Bizim ekolojimiz koyun yetiştirmeye elverişli. Çünkü biz kurak iklim kuşağındayız. Bu nedenle yıllık yağış ortalamamız hem düşük, hem istikrarsız. Az yağmur yağdığı için otların boyu kısa. Kısa boylu otlar sığırların beslenmesine olanak vermiyor. Koyun yetiştiriciliğine el veriyor. Koyunların da süt verim dönemi sığıra göre daha kısa. Koyun sütünün kesildiği dönemlerde hayvansal ürün tüketimi sürebilsin diye sütün olduğu dönemlerde sütten peynir yaparız, biz. Peyniri yılın on iki ayı tüketiriz. Bu da bizim beslenme kültürümüz ve doğrumuz.
Tanzimattan bu yana Avrupa modernitesine öykünürüz. Bu öykünme bizi önemli ölçüde taklitçi yaptı. Taklitçiliğimiz sürüyor hala. Kısa erimde kurtulacağımız pek yok. Kendi gerçekliğimize uygun, jeopolitik koşullara ve potansiyelimize göre tarımımızı bir türlü planlayamıyoruz. Ya taklit ediyor veya onların dayattığı politikaları uyguluyoruz. Ondandır ki, bir türlü düzen tutmuyor tarımımız, bizim.
Hayvanlarımızı otlatmadan katkılı yemlerle şişiriyoruz. Hayvanlar şiştikçe geliştik diyor, böbürleniyoruz. Kendimizi kandırıyor, kamuoyunu da yanıltıyoruz.
Hayvancılığımız böyle de, bitkisel üretimimiz doğru mu? Ne gezer.
Hani deveye sormuşlar: “Boynun niye eğri?” O da, “Nerem doğru ki?” demiş. Bizim tarımımız bu misal. Geçenlerde Avrupa’dan 90 bin ton buğday ithal edeceğimiz yazıldı. İkinci Dünya Savaşı sonrası ürettiğimiz tarımsal ürünlerimizle doyurduğumuz Avrupa bize şimdi buğday satıyor. Gelişiyoruz ya! Nerden nereye demeyeceğim. Her şey orta yerde!
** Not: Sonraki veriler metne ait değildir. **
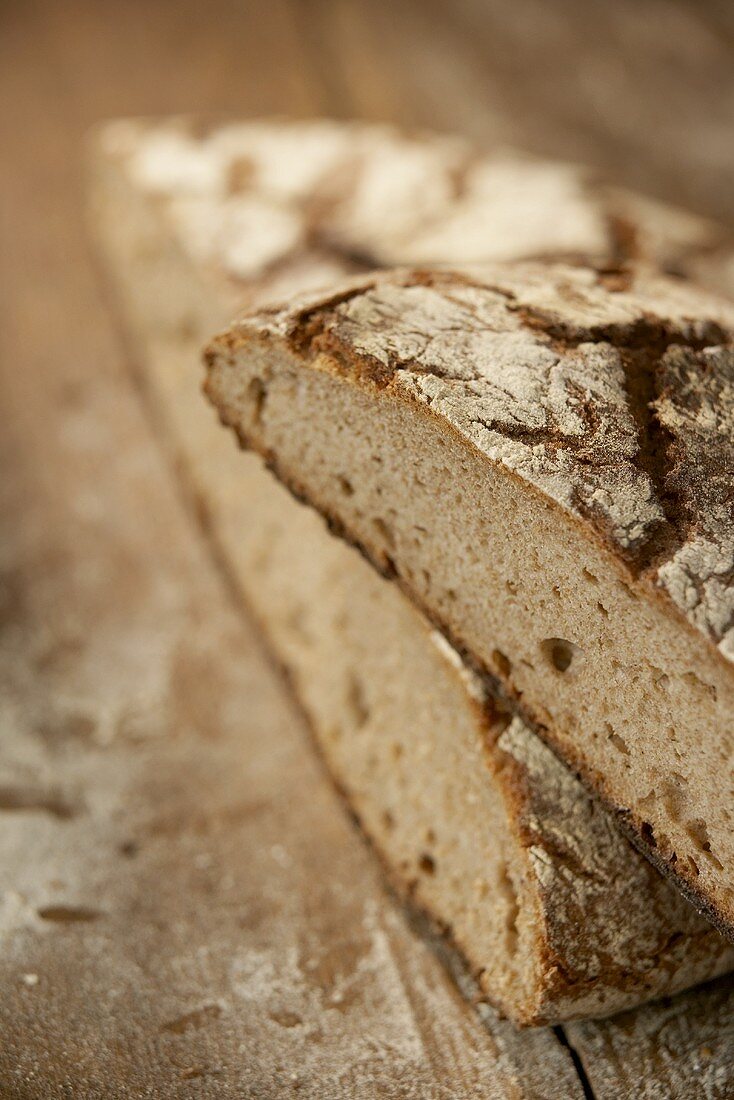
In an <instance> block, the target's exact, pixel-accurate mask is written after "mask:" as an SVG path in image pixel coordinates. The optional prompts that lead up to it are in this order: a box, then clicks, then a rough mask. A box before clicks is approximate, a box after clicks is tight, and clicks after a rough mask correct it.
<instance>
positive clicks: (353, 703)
mask: <svg viewBox="0 0 734 1100" xmlns="http://www.w3.org/2000/svg"><path fill="white" fill-rule="evenodd" d="M347 704H348V706H349V709H350V711H351V714H352V719H353V722H354V725H355V726H357V728H358V729H362V727H363V726H365V725H366V723H368V719H369V717H370V707H369V706H368V702H366V698H365V695H364V689H363V686H362V684H361V683H360V681H359V680H358V679H357V676H352V678H351V679H350V681H349V686H348V689H347Z"/></svg>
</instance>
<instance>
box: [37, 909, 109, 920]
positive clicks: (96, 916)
mask: <svg viewBox="0 0 734 1100" xmlns="http://www.w3.org/2000/svg"><path fill="white" fill-rule="evenodd" d="M36 912H37V914H39V916H40V917H41V920H42V921H55V922H57V923H58V924H73V923H79V922H81V923H86V922H88V921H97V920H99V917H100V916H101V915H102V914H101V913H100V912H99V910H96V909H88V908H87V906H85V905H45V906H44V908H43V909H40V910H37V911H36Z"/></svg>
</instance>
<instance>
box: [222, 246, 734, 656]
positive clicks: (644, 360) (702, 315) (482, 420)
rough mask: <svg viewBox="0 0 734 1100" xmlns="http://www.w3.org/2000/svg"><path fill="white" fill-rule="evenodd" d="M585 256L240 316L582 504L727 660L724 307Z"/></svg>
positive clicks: (727, 374) (253, 323)
mask: <svg viewBox="0 0 734 1100" xmlns="http://www.w3.org/2000/svg"><path fill="white" fill-rule="evenodd" d="M629 279H631V282H629V283H628V284H625V289H621V290H614V292H610V290H609V289H607V288H606V285H605V282H604V281H603V279H601V281H600V276H599V273H598V272H596V271H595V270H592V268H589V267H569V266H565V265H556V266H554V267H548V266H543V267H541V266H539V265H533V264H525V265H516V266H514V267H512V268H510V267H507V268H503V267H501V266H495V267H492V268H484V270H481V268H469V270H465V271H463V272H450V271H447V270H442V271H434V272H431V271H420V270H419V271H415V272H406V271H404V272H398V273H393V274H392V275H385V276H373V277H370V278H366V279H362V281H359V279H358V281H354V282H352V283H351V284H350V285H348V286H347V287H344V288H343V289H342V290H341V292H337V293H335V294H333V295H331V296H330V297H329V298H327V299H322V298H318V297H311V298H306V299H305V300H304V301H302V303H298V304H296V305H295V306H294V307H293V308H291V309H289V310H285V311H276V310H274V311H270V312H269V311H266V312H264V313H262V315H260V317H259V318H256V319H255V320H254V321H250V322H243V326H244V327H245V328H250V329H252V327H254V328H255V329H258V330H259V331H260V332H261V333H262V334H263V337H265V338H266V337H269V335H270V334H278V335H281V337H284V338H285V339H286V340H287V341H288V343H289V345H291V348H292V349H293V350H294V351H295V352H296V353H297V354H298V355H299V356H302V357H304V359H306V360H308V361H310V362H311V363H313V364H314V365H316V366H317V367H324V368H325V370H332V371H337V372H339V373H343V374H346V375H348V376H350V377H351V378H353V379H354V381H355V382H358V383H359V384H361V385H365V386H377V387H380V388H390V389H392V390H394V392H395V393H396V395H401V396H403V397H407V398H408V399H412V400H417V401H419V403H421V404H424V405H426V406H428V407H429V408H431V409H432V410H434V411H435V412H437V414H438V415H439V416H441V417H442V418H445V419H446V420H447V421H448V422H449V423H450V425H451V426H452V427H454V428H456V429H458V430H459V431H460V432H461V433H462V434H463V436H464V437H465V438H467V439H469V440H470V441H471V442H472V443H473V445H475V447H476V448H478V449H479V450H481V451H483V452H484V453H485V454H486V455H487V456H489V458H490V459H492V460H493V461H496V462H500V463H502V464H504V465H506V466H507V467H508V469H511V470H513V471H514V472H515V473H517V474H519V475H521V476H522V477H524V478H525V480H527V481H528V482H530V483H532V484H533V485H535V486H536V487H537V488H539V489H541V492H544V493H545V494H546V495H547V496H549V497H551V498H552V499H555V500H556V502H558V503H560V504H561V505H562V506H563V507H566V508H567V509H568V510H569V511H571V513H573V514H576V515H578V516H580V517H582V518H583V519H584V520H587V521H588V522H589V525H590V527H591V528H592V529H593V531H594V532H595V533H596V536H599V537H601V538H602V539H603V540H604V541H606V542H607V543H609V544H611V546H612V547H613V548H614V549H615V551H616V552H617V554H618V555H620V557H622V558H623V559H624V561H625V562H626V564H627V568H628V569H629V571H631V573H632V574H633V575H634V576H639V575H645V576H647V577H649V579H650V580H651V581H653V583H655V584H657V585H659V586H661V587H662V588H664V590H665V591H666V592H667V594H668V595H669V596H670V597H671V598H672V599H673V602H675V603H676V604H677V606H678V607H679V608H680V609H681V610H682V612H683V613H684V614H686V615H687V617H688V618H689V619H690V621H692V623H693V625H694V626H695V627H697V628H698V629H700V630H701V631H702V632H704V634H705V635H708V636H709V637H710V638H711V639H712V640H714V641H715V643H716V645H719V646H721V649H722V652H723V654H724V656H726V657H730V658H734V632H733V624H734V593H733V592H732V585H731V581H732V574H733V573H734V521H733V519H732V489H731V470H732V469H734V411H733V410H734V382H733V377H734V372H733V367H732V362H733V359H732V356H733V354H734V353H733V351H732V346H731V342H732V331H734V310H733V309H732V308H731V307H728V306H727V305H725V304H723V303H719V301H716V300H715V299H711V298H709V297H708V296H705V295H703V294H700V293H698V292H695V290H694V289H693V288H686V287H681V286H680V285H679V284H676V283H671V282H669V281H666V279H662V278H653V277H650V276H644V275H642V274H635V273H629Z"/></svg>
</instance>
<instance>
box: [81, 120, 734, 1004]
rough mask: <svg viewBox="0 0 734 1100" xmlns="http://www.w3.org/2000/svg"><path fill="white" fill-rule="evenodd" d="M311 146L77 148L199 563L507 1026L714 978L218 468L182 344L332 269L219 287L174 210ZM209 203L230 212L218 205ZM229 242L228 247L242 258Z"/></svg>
mask: <svg viewBox="0 0 734 1100" xmlns="http://www.w3.org/2000/svg"><path fill="white" fill-rule="evenodd" d="M316 132H320V131H319V129H318V128H316V130H315V129H314V128H313V127H311V125H303V127H299V125H292V127H287V128H286V127H281V125H278V127H273V128H270V127H267V125H255V124H253V125H249V127H241V128H237V129H235V131H230V130H221V131H215V132H213V134H210V135H209V136H208V138H194V136H191V138H188V139H185V138H184V130H183V125H182V124H174V125H162V127H157V128H156V127H154V125H151V124H143V123H119V124H114V125H112V127H110V129H109V130H106V131H102V133H101V135H100V138H99V140H98V144H97V151H96V157H95V162H94V169H95V178H94V183H95V186H94V202H92V210H94V219H95V228H96V231H97V233H98V235H99V238H100V240H101V242H102V244H103V248H105V250H106V254H107V259H108V262H109V265H110V268H111V272H112V274H113V276H114V279H116V284H117V287H118V290H119V294H120V298H121V301H122V305H123V309H124V313H125V317H127V321H128V323H129V326H130V327H131V328H132V330H133V331H134V333H135V334H136V337H138V341H139V346H140V349H141V352H142V354H141V355H140V356H139V365H140V368H141V370H142V372H143V376H144V381H145V383H146V385H147V387H149V388H150V390H151V392H152V394H153V397H154V398H155V407H156V409H157V412H158V416H160V417H161V421H162V425H163V428H164V429H165V431H164V437H165V438H166V439H167V442H168V445H169V447H171V448H172V449H173V451H174V455H175V459H176V460H177V462H178V463H179V464H180V466H182V467H183V471H184V473H185V477H186V482H187V484H188V486H189V487H190V488H193V491H194V494H195V497H196V505H197V507H198V509H199V510H200V511H201V513H202V515H204V517H205V519H206V522H207V526H208V528H209V530H210V532H211V535H212V536H213V538H215V539H216V540H217V543H218V548H219V552H220V554H221V559H222V561H223V562H224V564H226V566H227V569H228V570H229V572H230V575H231V577H232V580H233V582H234V583H235V585H237V586H238V588H239V591H240V592H241V593H242V595H243V596H244V597H245V601H247V603H248V604H249V605H250V607H251V608H252V609H253V612H254V614H255V615H256V617H258V618H259V620H260V621H261V623H262V625H263V628H264V630H265V634H266V635H267V638H269V640H270V642H271V645H272V648H273V651H274V652H275V654H276V656H277V659H278V660H280V661H281V662H282V664H283V665H284V668H285V669H286V671H287V673H288V675H289V679H291V680H292V682H293V685H294V687H295V691H296V693H297V695H298V697H299V698H300V701H302V703H303V705H304V708H305V711H306V713H307V715H308V717H309V719H310V724H311V727H313V729H314V734H315V738H316V741H317V744H318V746H319V748H320V751H321V753H322V756H324V758H325V760H326V762H327V764H328V767H329V769H330V771H331V773H332V775H333V777H335V778H336V780H337V783H338V784H339V787H340V789H341V790H342V792H343V794H344V796H346V798H347V800H348V802H349V804H350V806H351V807H352V811H353V812H354V814H355V815H357V817H358V820H359V821H360V823H361V826H362V828H363V831H364V833H365V834H366V836H369V837H370V839H371V840H372V843H373V844H374V846H375V848H376V849H377V851H379V853H380V855H381V857H382V859H383V861H384V864H385V866H386V869H387V871H388V873H390V877H391V879H392V881H393V883H394V884H395V887H396V889H397V890H398V891H399V892H401V893H402V894H404V895H405V897H407V898H409V899H410V900H412V902H413V904H415V905H417V906H419V908H420V909H423V910H424V911H426V912H427V913H429V914H431V915H432V917H434V919H435V920H436V921H437V922H438V924H439V925H440V926H441V927H442V928H443V930H445V931H446V933H447V934H448V936H449V937H450V938H451V941H452V943H453V944H454V945H456V946H457V947H458V948H459V949H460V952H461V953H462V954H463V956H464V957H465V958H467V959H468V961H469V963H470V965H471V967H472V970H473V971H474V972H475V974H476V975H478V978H479V981H480V985H481V988H482V989H483V990H484V992H485V994H486V997H487V998H489V999H490V1000H491V1001H493V1003H495V1004H496V1005H499V1007H500V1008H501V1009H502V1010H503V1011H504V1012H505V1013H506V1014H508V1015H510V1016H512V1018H513V1019H514V1020H515V1021H517V1022H518V1023H523V1024H537V1023H541V1022H555V1021H559V1020H568V1019H572V1018H580V1016H584V1015H599V1014H605V1013H610V1012H613V1011H615V1010H617V1009H620V1008H622V1007H624V1005H631V1004H634V1003H638V1002H640V1001H643V1000H645V999H648V998H651V997H655V996H658V994H660V993H664V992H672V991H673V990H677V989H681V988H683V987H686V986H688V985H691V983H693V982H695V981H698V980H703V979H704V978H706V977H709V976H713V975H714V974H717V972H722V971H724V970H725V969H728V968H731V967H732V966H733V965H734V949H732V948H731V947H730V946H728V945H727V944H726V942H725V941H724V939H723V938H722V937H721V936H720V935H719V934H717V933H716V932H715V931H714V930H713V928H712V927H711V925H710V924H709V923H708V922H705V921H703V920H701V919H700V917H699V916H698V915H697V914H695V912H694V911H693V910H692V909H691V906H689V905H688V904H687V903H686V902H684V901H682V900H681V899H680V898H679V895H678V894H677V893H676V892H675V891H673V890H671V888H670V887H669V884H668V883H666V882H665V881H664V880H662V879H661V878H660V877H659V876H658V875H657V873H656V872H655V871H654V870H653V868H650V867H649V865H648V864H647V862H646V861H645V860H643V859H642V858H640V857H639V856H638V855H637V854H636V853H635V851H634V850H633V849H632V848H631V846H629V845H628V843H627V842H626V840H625V839H624V838H623V837H622V836H621V835H620V833H618V832H617V831H616V828H615V827H614V826H613V825H612V822H611V818H610V816H609V815H607V814H606V813H605V812H604V811H602V810H601V809H600V807H599V806H598V805H596V804H595V803H594V802H593V801H592V800H591V799H590V798H589V796H588V795H587V793H585V792H584V790H583V789H582V787H581V785H580V783H579V782H578V781H577V780H576V779H574V777H573V775H572V774H571V772H570V771H569V770H567V769H566V768H565V767H563V766H562V764H560V763H559V761H558V760H557V759H556V758H555V757H554V756H552V753H551V752H550V751H549V750H548V748H547V747H546V746H545V745H544V744H543V741H541V740H540V739H539V738H538V737H537V736H536V735H535V734H534V733H532V731H530V730H529V728H528V727H527V725H526V724H525V723H523V720H522V719H521V718H519V717H518V716H517V715H513V714H512V713H511V712H508V711H507V709H506V708H505V707H502V706H501V705H500V704H499V702H497V700H496V698H495V696H494V695H493V693H492V691H491V690H490V687H489V685H487V683H486V681H485V680H484V679H481V678H479V676H478V675H475V674H474V673H473V672H471V671H470V670H469V669H468V668H467V667H465V665H464V663H463V662H462V661H461V659H460V658H459V657H458V654H457V652H456V651H454V650H453V649H452V648H451V647H450V646H449V645H448V643H447V642H446V640H445V639H443V637H442V635H440V634H439V632H437V631H436V630H435V629H432V628H431V627H430V626H429V625H428V624H427V623H426V620H425V619H424V618H423V617H421V616H420V615H419V614H418V613H417V612H416V610H415V609H414V607H413V606H412V605H410V604H409V602H408V601H406V599H405V597H404V596H403V595H402V594H401V592H399V591H397V588H396V587H395V585H392V584H388V583H387V582H386V581H384V580H382V579H381V577H379V576H377V575H376V573H375V572H374V570H372V569H371V568H370V566H369V565H368V564H366V563H365V562H364V561H362V560H361V559H360V557H359V555H358V554H357V553H355V552H354V551H353V550H351V549H350V548H348V547H344V546H343V544H342V543H341V542H340V541H338V540H336V539H333V538H331V537H330V536H329V535H328V532H327V531H326V530H325V528H324V525H322V522H321V521H320V520H319V518H318V517H317V516H316V515H314V514H313V511H311V510H310V509H307V508H305V507H303V506H300V505H298V504H297V503H295V502H294V500H293V499H292V497H291V496H289V495H288V494H287V493H286V491H285V489H284V488H283V487H281V486H280V485H278V484H277V482H276V481H275V480H274V478H273V477H272V476H271V474H270V473H267V471H265V470H264V467H263V465H262V463H261V462H260V460H259V459H258V458H256V456H254V455H242V454H240V453H238V452H237V450H235V449H234V448H233V447H232V445H231V443H230V440H229V439H228V437H227V434H226V433H224V432H223V431H222V430H221V428H220V427H219V426H218V425H217V423H216V420H215V417H213V415H212V412H211V409H210V408H209V407H208V406H207V404H206V403H205V401H204V400H202V399H201V397H200V394H199V381H200V378H199V370H200V367H199V355H198V349H199V344H200V343H201V342H202V341H204V339H205V338H206V337H207V335H208V334H209V333H210V332H211V331H213V330H215V329H216V328H218V327H220V326H221V324H222V323H223V322H224V320H226V319H227V317H228V315H229V313H230V311H231V310H232V309H233V300H232V299H233V298H235V299H238V300H239V299H243V300H250V301H256V300H259V299H260V298H261V297H262V296H266V295H269V294H271V293H272V288H273V281H274V279H276V281H277V284H278V288H280V289H282V288H283V287H284V286H286V285H287V284H288V283H291V284H292V287H293V288H296V287H297V286H298V285H308V284H309V283H311V282H313V281H316V279H317V278H319V277H321V276H322V275H324V273H325V272H335V271H337V270H340V268H341V271H342V272H343V271H351V270H353V262H352V261H351V260H346V259H344V256H343V252H342V251H339V250H338V249H336V248H333V249H331V248H330V246H327V245H326V244H325V243H319V244H318V246H317V252H314V253H308V252H307V253H304V251H303V248H302V245H300V244H298V245H296V246H295V249H294V252H293V254H287V255H284V256H282V257H281V259H280V260H278V262H277V265H276V267H277V271H276V272H274V270H273V268H270V267H269V261H267V260H263V268H262V270H261V268H260V267H258V266H256V265H254V262H253V267H252V270H251V272H250V274H249V275H248V276H247V277H245V276H244V275H241V276H240V278H239V281H238V282H237V283H233V282H232V278H231V272H228V270H227V267H226V265H224V263H223V261H222V257H221V256H220V255H219V253H217V252H207V253H206V256H205V255H202V254H200V253H199V252H197V245H198V246H200V238H197V237H196V233H195V232H194V229H193V224H194V223H193V222H190V221H188V220H186V218H185V219H184V220H182V219H180V218H179V217H178V213H179V207H178V200H179V199H180V197H182V196H188V197H191V196H193V195H195V194H197V195H198V198H199V199H204V198H207V197H208V198H211V200H212V201H213V199H215V198H216V196H217V195H218V194H219V191H218V190H217V188H216V187H215V185H213V184H212V182H211V179H209V178H208V177H207V169H206V167H202V165H204V166H206V165H207V164H208V160H207V156H205V151H206V150H207V147H208V146H207V142H208V141H215V140H216V142H218V143H219V145H223V146H227V147H228V149H229V150H230V154H231V156H232V158H233V160H234V161H235V162H237V163H238V164H240V165H243V164H245V163H247V164H248V165H249V166H250V167H249V172H247V173H243V177H242V178H243V180H244V182H243V183H242V185H241V186H242V188H243V191H242V195H243V199H242V209H243V210H247V208H248V204H249V202H250V201H251V200H253V198H256V199H258V200H259V201H262V202H265V201H266V199H269V197H270V196H271V195H272V189H273V186H274V185H272V184H266V183H263V182H262V180H266V179H267V178H269V175H267V171H266V165H267V164H269V163H270V162H269V161H266V158H265V157H266V155H267V156H272V155H274V154H273V152H272V151H273V149H276V150H277V152H278V156H280V157H281V158H285V162H286V164H287V163H291V162H293V164H294V165H295V166H300V167H302V168H303V165H304V163H305V161H306V155H307V152H308V150H309V149H310V147H313V143H314V134H315V133H316ZM325 132H326V133H327V134H331V135H335V134H337V135H339V136H340V141H341V149H342V155H343V156H346V155H347V153H348V152H349V149H350V147H351V149H352V151H353V156H354V166H353V167H352V169H351V171H350V172H343V173H342V175H341V177H340V178H342V179H343V180H344V184H343V186H344V188H352V189H355V190H359V187H360V180H361V178H362V174H368V175H369V174H370V173H371V172H376V171H377V167H379V166H382V167H383V169H384V164H385V158H386V157H387V156H391V155H392V156H394V157H395V162H394V163H395V168H394V171H395V174H396V178H397V180H398V182H399V179H402V178H403V177H402V174H401V172H398V166H399V164H401V163H402V158H403V157H406V156H408V154H410V155H413V154H415V155H416V156H417V155H418V154H420V155H424V156H427V155H428V151H429V150H430V147H431V146H430V143H426V147H425V150H424V147H423V146H421V145H420V143H416V142H409V141H407V140H405V141H404V140H403V139H401V138H398V136H397V135H395V134H392V133H390V132H384V131H382V130H379V131H374V130H372V129H370V128H366V129H360V128H358V127H342V128H333V127H331V125H329V127H327V128H326V131H325ZM234 133H237V142H235V141H234ZM228 134H229V136H227V135H228ZM335 140H336V139H335ZM186 142H188V144H186ZM317 144H318V143H317ZM172 146H173V150H174V153H171V147H172ZM182 147H183V149H184V150H186V151H187V152H186V156H184V157H182V156H180V151H182ZM215 147H218V146H215ZM365 147H370V149H373V150H374V151H375V152H374V153H373V154H370V155H366V154H365V153H363V152H360V151H361V150H363V149H365ZM156 150H157V152H156ZM166 150H168V153H166ZM263 150H264V152H262V151H263ZM158 154H160V155H158ZM358 154H359V157H361V160H358ZM372 157H374V161H373V160H372ZM377 158H379V160H377ZM141 163H142V164H147V165H149V167H147V168H146V169H145V172H143V173H142V178H141V167H140V165H141ZM438 163H439V162H438V161H437V160H436V158H435V160H434V161H432V162H431V164H432V167H431V171H432V172H436V171H437V164H438ZM150 164H154V165H155V166H156V167H155V173H156V174H157V175H155V174H154V175H155V178H154V180H153V183H151V182H150V180H149V178H147V176H146V172H151V171H152V169H150ZM242 171H243V169H242ZM230 175H231V168H229V169H228V178H229V176H230ZM202 178H204V183H202V182H201V180H202ZM276 178H278V179H280V178H281V177H280V176H277V177H276ZM529 178H533V177H532V176H530V177H529ZM166 180H167V183H166ZM248 180H249V183H248ZM310 186H311V190H309V189H308V188H305V189H304V191H303V194H302V196H300V197H299V199H298V201H299V202H300V204H302V205H303V209H304V210H306V209H308V210H310V208H311V207H313V206H314V201H313V190H314V189H315V188H316V185H315V184H311V185H310ZM237 194H238V195H239V194H240V193H239V191H238V193H237ZM543 195H544V193H543V190H541V189H540V191H539V194H538V198H537V202H538V204H543V201H544V197H543ZM269 200H270V199H269ZM227 202H229V204H231V211H232V217H233V216H234V211H235V210H237V205H235V204H234V201H233V198H232V195H230V194H229V193H228V198H227ZM338 208H339V204H337V206H336V209H338ZM322 217H324V221H322V222H321V226H322V233H324V240H325V241H326V240H328V239H329V233H328V227H329V224H330V222H329V219H328V218H327V217H326V215H325V216H322ZM538 217H539V216H538ZM342 224H343V222H342ZM393 230H396V223H394V224H393ZM251 232H252V248H253V250H254V249H255V245H256V244H258V241H256V239H255V230H254V229H252V231H251ZM248 240H249V237H248V234H247V233H244V231H243V235H242V238H241V246H242V252H243V254H247V253H248V249H247V243H248ZM299 240H300V239H299ZM373 243H374V242H373ZM471 243H472V246H474V248H475V246H476V241H475V240H474V239H472V242H471ZM261 246H262V245H261ZM375 246H376V245H375ZM265 251H266V250H265ZM205 252H206V250H205ZM342 491H344V492H348V487H347V485H346V484H344V486H342ZM325 858H328V854H325Z"/></svg>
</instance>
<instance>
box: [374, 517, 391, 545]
mask: <svg viewBox="0 0 734 1100" xmlns="http://www.w3.org/2000/svg"><path fill="white" fill-rule="evenodd" d="M372 526H373V527H374V529H375V531H376V532H377V533H379V535H380V536H381V537H382V539H383V540H384V542H385V546H388V547H390V548H391V550H392V549H393V548H394V546H395V536H394V535H393V530H392V528H391V527H388V525H387V524H386V522H385V520H384V519H382V518H381V517H380V516H375V518H374V519H373V520H372Z"/></svg>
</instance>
Avrupa buğdayı kime satıyor? Bize.
Biz neyiz? Buğdayın anavatanıyız.
Beslenme kültürümüz neye dayalı? Ekmeğe.
Ekmeğin anası buğdaya muhtaç bırakılmışız yani.
Gelsin bu gerçeklerin ardından “Tarımımız gelişiyor. Tarımı şuradan aldık, şuraya getirdik” teraneleri. Bilenler gargara yapıyor. Siz de bilenlere uyun, yutmayın.
Sen samanın, ekmeğin için dışa muhtaç ol. Konuşunca mangalda kül bırakma. Ama mutfaklarımızda fareler bile cirit atamaz hallerdeyiz. Bu ne perhiz bu ne lahana turşusu demezler mi?
Sonra şu olacağım, bu olacağım. Ol. Gelsin referandum. Gelsin. Ne olacaksa?
Ekmeğin anasına muhtaç edilmiş, ekmeğini üretmekten acze düşmüş bir memlekete Sultanlıktan kimseye yar olmaz.
Samanını, buğdayını, kurbanlığını yaban elden alan memleket; uzun sürmez, yönetenine el olur!